Fig. 3. The novel MNK1/2 inhibitor ETC-168 rescues translation in Nlgn3^KO VTA.

a, ETC-168 targets MNK1/2. Note that eIF4E phosphorylation decreases affinity of eIF4E for the mRNA 5’cap structure b, eIF4E phosphorylation in day in vitro 14 cortical neurons treated with ETC-168 for 3 hours. n=8 replicates, 3 independent experiments. c, Representative western blot and quantification of VTA lysate from wild type mice treated with vehicle or 5 mg/kg ETC-168. Numbers on graphs represent mice. d, Pharmacokinetic analysis of ETC-168 in male mice (n=27) after single oral dose of 10 mg/kg. Plasma levels in red, brain levels in blue. Half life (T_1/2), maximal concentration (C_max), and brain to plasma exposure (AUC_ratio) are displayed on the graph. e, Tandem mass tag (TMT) proteomic comparison of VTA from vehicle-treated mice (n=4 mice per genotype and treatment). Relative frequency of log2 fold change in either all detected proteins, cytosolic, or mitochondrial ribosomal protein abundance is plotted (Nlgn3^KO/wild type). f, Comparison as in e for log2 fold change in protein abundance in ETC-168 treated Nlgn3^KO versus wild type. g, FUNCAT assay in acute slices from vehicle or ETC-168 treated mice (5mg/kg or vehicle by oral gavage). h, Representative examples of AHA incorporation (green) in TH-positive cells (red). i, Quantitative assessment of AHA incorporation in vehicle (as in Fig. 2h for comparison to untreated mice) versus ETC-168 treated wild type and Nlgn3^KO mice. n=4 mice per genotype and treatment. Numbers on graphs refer are number of images analyzed. Error bars are s.e.m. One-way ANOVA followed by Bonferroni’s post-hoc test for b; two-sided unpaired t-test for c; Kolmogorov-Smirnov test for e, f; Kruskal-Wallis test followed by Dunn’s multiple comparison test for i. Additional statistics in Supplementary Information.

Fig. 4. MNK inhibition restores social novelty responses in Nlgn3 ^KO mice.

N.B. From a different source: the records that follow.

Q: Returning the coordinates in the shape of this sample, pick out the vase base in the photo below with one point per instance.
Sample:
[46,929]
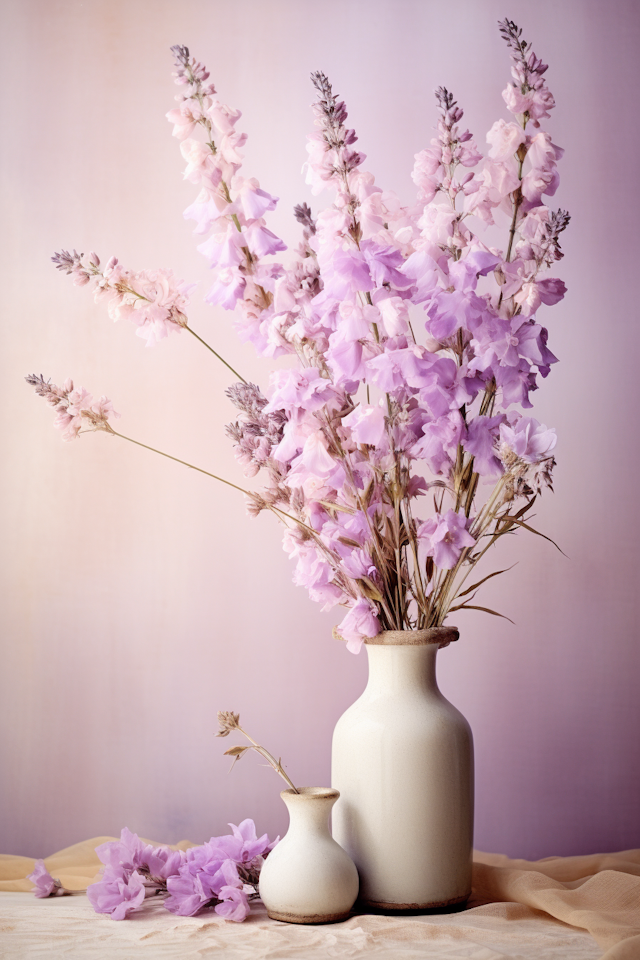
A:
[452,905]
[310,918]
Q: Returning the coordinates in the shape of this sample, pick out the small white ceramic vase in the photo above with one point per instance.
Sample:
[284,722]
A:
[308,877]
[403,763]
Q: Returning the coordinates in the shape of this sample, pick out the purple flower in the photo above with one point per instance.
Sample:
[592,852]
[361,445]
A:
[45,885]
[234,904]
[367,424]
[445,536]
[529,440]
[480,442]
[115,895]
[359,624]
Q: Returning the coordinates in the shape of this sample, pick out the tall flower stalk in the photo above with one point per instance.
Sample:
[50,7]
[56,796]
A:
[397,450]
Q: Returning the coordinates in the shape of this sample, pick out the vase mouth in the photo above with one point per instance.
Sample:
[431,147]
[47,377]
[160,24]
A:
[439,636]
[310,793]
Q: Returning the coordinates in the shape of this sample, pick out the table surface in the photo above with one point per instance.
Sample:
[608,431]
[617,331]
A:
[67,927]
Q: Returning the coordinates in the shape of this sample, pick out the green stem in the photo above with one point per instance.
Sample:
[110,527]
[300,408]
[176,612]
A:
[177,460]
[221,359]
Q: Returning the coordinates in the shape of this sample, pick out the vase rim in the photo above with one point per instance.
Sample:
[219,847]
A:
[310,793]
[440,636]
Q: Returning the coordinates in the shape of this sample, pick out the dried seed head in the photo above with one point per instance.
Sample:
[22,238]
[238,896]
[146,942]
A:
[228,721]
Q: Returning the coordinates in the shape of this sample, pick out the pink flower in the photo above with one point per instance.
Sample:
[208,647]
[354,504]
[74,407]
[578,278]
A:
[359,624]
[445,537]
[528,439]
[117,896]
[234,905]
[505,138]
[367,424]
[45,885]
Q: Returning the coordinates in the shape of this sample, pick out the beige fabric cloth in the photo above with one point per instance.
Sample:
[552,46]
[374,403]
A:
[520,909]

a, Scheme for drug treatment and analysis. b, Firing frequency at baseline in VTA DA neurons from Nlgn3 ^KO animals untreated, treated with vehicle, or 5 mg/kg ETC-168. n: untreated=14 neurons from 8 mice; vehicle=8 neurons from 4 mice; ETC-168=14 neurons from 8 mice. The wild type mouse data from Fig. 1c is presented for comparison (n=22). c, OXT-induced frequency changes over time in VTA DA neurons from Nlgn3 ^KO animals treated with vehicle or 5 mg/kg ETC-168. Wild type mice from Fig. 1e are presented for comparison. P-values on graph: Baseline vs. OXT 3^rd min. n: vehicle treated=8 cells from 4 mice; ETC-168 treated=11 neurons from 6 mice. d, e, Mean social interaction time in (d) wild type and (e) Nlgn3^KO mice treated with vehicle or 5 mg/kg ETC-168. f, Social recognition index for wild type and Nlgn3^KO mice treated with vehicle or 5 mg/kg ETC-168. Numbers in brackets indicate mice. All error bars are s.e.m. One-way ANOVA followed by Bonferroni’s post-hoc test for b; RM two-way ANOVA followed by Bonferroni’s post-hoc test for c; RM two-way ANOVA between all genotype and treatment groups followed by Bonferroni’s post-hoc test for d, e; RM two-way ANOVA followed by Bonferroni’s post-hoc test for treatment and genotype for f. Additional statistics Supplementary Information.